Il apporte beaucoup de savoir chronologique et géographique sans noyer le lecteur, mais de manière assez riche et stimulante pour tester la passion historique du lecteur.
Après tout, il n’y a aucun moyen de contourner la complexité de l’Eurasie, et il n’y a pas d’alternative à une carte à portée de main pour suivre la marche de l’histoire à travers le Pamir, l’Asie Centrale, l’Iran, le Caucase et l’Asie Mineure.
Les interactions dans les routes de la soie étaient un mélange de melting-pots, de lignes de faille, de conflits, de retombées, de compétition, d’opportunisme, de similitudes, de fusions, de coopérations, etc. Les échos du local dans des régions éloignées pouvaient être tant une réponse aux questions courantes et aux peurs existentielles, qu’être un signe d’interactions.
Il y a de nombreux angles à ces interactions en général et dans les routes de la soie en particulier : relations de pouvoir, commerce, migrations… mais celui que j’ai trouvé particulièrement éclairant dans le travail de Frankopan est l’angle de la foi.
La religion étant dans de nombreux cas l’élément principal de l’identité comme l’a déclaré Samuel Huntington, et l’Eurasie étant un berceau de religions, Frankopan offre une vision d’ensemble des religions et des cosmogonies.
A titre d’exemple, Frankopan décrit comment le zoroastrisme a façonné le renouveau de la Perse en mettant l’accent sur une lutte constante entre la sagesse éclairante (Ahura Mazda) et l’esprit hostile (Angra Mainyu).
D’un point de vue terrestre, les religions ont joué de nombreux rôles. Elles ont renforcé le pouvoir en le justifiant comme une conséquence de la faveur du bon dieu ou des dieux. Les dirigeants s’appuyaient sur la religion pour distinguer leur classe et l’élever au-dessus du commun des mortels. Le roi bactrien Ménandre en Afghanistan s’est dépeint comme un sauveur.
De même, certains dirigeants aspiraient à devenir ou prétendaient être un pont entre le monde purement matériel et l’immatériel. Cela s’est produit par exemple à l’époque des Wei en Chine, où le bouddhisme a également servi de symbole des nouveaux maîtres dans une poussée contre le confucianisme et la promotion du nouveau au détriment de l’ancien.
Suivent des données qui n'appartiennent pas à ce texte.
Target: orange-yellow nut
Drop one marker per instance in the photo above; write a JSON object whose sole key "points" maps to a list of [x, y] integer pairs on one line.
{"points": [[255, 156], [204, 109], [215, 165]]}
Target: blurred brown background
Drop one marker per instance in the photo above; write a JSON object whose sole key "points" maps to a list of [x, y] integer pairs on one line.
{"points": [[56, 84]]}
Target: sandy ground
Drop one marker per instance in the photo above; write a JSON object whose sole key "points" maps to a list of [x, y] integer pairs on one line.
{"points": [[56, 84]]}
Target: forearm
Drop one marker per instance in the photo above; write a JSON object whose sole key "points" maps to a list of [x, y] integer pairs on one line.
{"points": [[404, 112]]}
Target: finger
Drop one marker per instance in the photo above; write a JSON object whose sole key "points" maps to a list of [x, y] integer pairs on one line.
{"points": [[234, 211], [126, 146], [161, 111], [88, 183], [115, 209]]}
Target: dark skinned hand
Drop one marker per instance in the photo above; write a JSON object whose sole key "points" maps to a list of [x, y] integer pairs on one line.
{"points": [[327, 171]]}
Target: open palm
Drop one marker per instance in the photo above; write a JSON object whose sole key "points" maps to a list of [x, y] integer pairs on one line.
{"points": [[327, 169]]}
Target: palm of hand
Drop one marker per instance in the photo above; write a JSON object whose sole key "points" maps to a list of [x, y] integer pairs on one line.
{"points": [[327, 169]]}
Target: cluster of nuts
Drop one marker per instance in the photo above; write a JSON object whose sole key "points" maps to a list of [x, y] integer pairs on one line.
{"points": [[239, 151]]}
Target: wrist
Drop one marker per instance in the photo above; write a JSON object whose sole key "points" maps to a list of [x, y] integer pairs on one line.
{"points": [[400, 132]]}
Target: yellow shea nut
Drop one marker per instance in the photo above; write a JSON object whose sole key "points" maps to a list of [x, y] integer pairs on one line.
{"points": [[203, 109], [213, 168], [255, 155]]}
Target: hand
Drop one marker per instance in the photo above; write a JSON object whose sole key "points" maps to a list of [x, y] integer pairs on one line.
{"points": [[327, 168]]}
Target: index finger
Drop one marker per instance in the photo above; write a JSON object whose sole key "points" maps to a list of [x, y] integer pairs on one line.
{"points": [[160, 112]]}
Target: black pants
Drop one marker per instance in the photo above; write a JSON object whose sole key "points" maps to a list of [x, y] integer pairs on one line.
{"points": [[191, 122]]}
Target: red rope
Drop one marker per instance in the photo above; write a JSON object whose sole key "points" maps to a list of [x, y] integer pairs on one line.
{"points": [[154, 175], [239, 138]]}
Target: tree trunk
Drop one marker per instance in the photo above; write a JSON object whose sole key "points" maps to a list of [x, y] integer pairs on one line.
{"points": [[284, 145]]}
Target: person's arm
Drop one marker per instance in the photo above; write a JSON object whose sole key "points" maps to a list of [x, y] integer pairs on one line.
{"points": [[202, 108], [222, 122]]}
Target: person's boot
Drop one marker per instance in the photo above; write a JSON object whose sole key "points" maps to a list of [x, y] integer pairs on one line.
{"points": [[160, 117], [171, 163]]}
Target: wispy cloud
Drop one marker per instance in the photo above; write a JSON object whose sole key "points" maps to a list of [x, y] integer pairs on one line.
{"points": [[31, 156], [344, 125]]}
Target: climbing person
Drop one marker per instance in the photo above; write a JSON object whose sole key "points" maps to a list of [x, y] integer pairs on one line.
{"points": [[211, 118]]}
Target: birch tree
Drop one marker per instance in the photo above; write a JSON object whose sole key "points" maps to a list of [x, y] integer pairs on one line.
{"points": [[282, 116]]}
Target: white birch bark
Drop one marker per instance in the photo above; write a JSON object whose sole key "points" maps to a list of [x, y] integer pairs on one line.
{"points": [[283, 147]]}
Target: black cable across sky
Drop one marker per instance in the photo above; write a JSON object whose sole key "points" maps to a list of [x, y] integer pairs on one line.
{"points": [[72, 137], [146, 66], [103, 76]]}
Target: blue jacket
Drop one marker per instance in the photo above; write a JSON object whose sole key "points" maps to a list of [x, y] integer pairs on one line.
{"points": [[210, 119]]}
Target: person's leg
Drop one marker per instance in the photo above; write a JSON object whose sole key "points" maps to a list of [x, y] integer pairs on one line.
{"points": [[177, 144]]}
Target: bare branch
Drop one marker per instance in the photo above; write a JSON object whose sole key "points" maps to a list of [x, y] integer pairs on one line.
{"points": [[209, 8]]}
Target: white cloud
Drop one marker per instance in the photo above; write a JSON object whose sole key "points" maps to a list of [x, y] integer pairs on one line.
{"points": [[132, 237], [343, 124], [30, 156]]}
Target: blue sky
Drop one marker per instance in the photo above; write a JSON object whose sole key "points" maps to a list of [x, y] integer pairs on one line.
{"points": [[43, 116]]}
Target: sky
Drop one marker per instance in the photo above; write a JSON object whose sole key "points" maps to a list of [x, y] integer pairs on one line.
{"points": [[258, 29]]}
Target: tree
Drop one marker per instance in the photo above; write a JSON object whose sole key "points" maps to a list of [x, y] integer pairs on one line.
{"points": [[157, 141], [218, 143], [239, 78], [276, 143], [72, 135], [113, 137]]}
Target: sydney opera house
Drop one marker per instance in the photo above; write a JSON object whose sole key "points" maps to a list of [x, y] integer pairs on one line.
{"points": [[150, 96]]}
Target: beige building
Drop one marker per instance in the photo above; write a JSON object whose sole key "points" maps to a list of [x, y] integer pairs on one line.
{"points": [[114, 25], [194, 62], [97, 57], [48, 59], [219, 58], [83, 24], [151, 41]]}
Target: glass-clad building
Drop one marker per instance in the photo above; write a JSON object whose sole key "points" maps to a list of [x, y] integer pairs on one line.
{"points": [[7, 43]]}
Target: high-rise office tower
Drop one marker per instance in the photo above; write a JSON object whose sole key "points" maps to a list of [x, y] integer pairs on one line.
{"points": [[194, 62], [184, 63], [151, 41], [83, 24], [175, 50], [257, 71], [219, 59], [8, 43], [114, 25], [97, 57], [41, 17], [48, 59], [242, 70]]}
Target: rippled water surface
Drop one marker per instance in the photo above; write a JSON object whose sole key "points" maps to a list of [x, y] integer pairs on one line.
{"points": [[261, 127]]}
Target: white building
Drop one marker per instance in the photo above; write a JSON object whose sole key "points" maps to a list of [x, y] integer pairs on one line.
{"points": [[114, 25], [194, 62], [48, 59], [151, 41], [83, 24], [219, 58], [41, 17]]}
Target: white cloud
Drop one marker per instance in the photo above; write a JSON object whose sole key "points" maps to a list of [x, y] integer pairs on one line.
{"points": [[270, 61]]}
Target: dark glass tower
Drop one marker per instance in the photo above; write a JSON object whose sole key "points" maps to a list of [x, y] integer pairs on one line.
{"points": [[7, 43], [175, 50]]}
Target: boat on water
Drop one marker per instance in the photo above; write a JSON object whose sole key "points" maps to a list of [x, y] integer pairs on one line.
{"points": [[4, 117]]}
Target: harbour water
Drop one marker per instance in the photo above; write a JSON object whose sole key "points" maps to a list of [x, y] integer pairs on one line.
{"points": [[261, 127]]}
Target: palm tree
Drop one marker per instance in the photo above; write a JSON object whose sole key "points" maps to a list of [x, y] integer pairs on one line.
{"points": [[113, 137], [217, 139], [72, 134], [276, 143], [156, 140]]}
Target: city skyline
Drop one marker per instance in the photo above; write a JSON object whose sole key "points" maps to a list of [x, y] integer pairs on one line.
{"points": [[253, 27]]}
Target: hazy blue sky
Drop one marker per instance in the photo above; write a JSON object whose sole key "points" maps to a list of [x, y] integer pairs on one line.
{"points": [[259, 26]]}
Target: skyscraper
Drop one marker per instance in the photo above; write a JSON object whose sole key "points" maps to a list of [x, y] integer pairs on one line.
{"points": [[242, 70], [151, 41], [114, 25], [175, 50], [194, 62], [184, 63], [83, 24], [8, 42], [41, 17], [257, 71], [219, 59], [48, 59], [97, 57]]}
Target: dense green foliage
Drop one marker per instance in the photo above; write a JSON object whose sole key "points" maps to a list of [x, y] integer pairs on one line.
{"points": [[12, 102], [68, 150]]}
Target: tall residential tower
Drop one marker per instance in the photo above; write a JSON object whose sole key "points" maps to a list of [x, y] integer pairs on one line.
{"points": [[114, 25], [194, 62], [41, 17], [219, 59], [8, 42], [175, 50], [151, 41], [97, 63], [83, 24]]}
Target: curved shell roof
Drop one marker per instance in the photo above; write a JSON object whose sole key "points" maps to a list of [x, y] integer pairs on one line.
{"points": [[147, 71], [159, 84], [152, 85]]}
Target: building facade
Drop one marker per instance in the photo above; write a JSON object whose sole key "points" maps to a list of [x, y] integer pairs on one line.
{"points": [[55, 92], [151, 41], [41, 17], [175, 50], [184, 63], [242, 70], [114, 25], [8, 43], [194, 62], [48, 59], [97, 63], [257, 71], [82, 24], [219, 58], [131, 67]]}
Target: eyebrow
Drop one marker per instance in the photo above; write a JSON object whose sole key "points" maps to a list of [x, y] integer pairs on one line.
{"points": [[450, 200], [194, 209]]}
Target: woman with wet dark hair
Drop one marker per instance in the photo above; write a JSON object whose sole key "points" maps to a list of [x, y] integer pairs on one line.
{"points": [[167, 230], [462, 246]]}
Mais de la manière la plus poétique et la plus basique possible, les marchands sogdiens avaient l’habitude de sculpter des images de divinités sur les rochers, le long des routes de la soie, pour fournir un réconfort spirituel au voyageur ayant entrepris un voyage aussi périlleux.
Voyager à travers l’histoire des routes de la soie est une entreprise complexe, mais le livre de Frankopan est une précieuse boussole.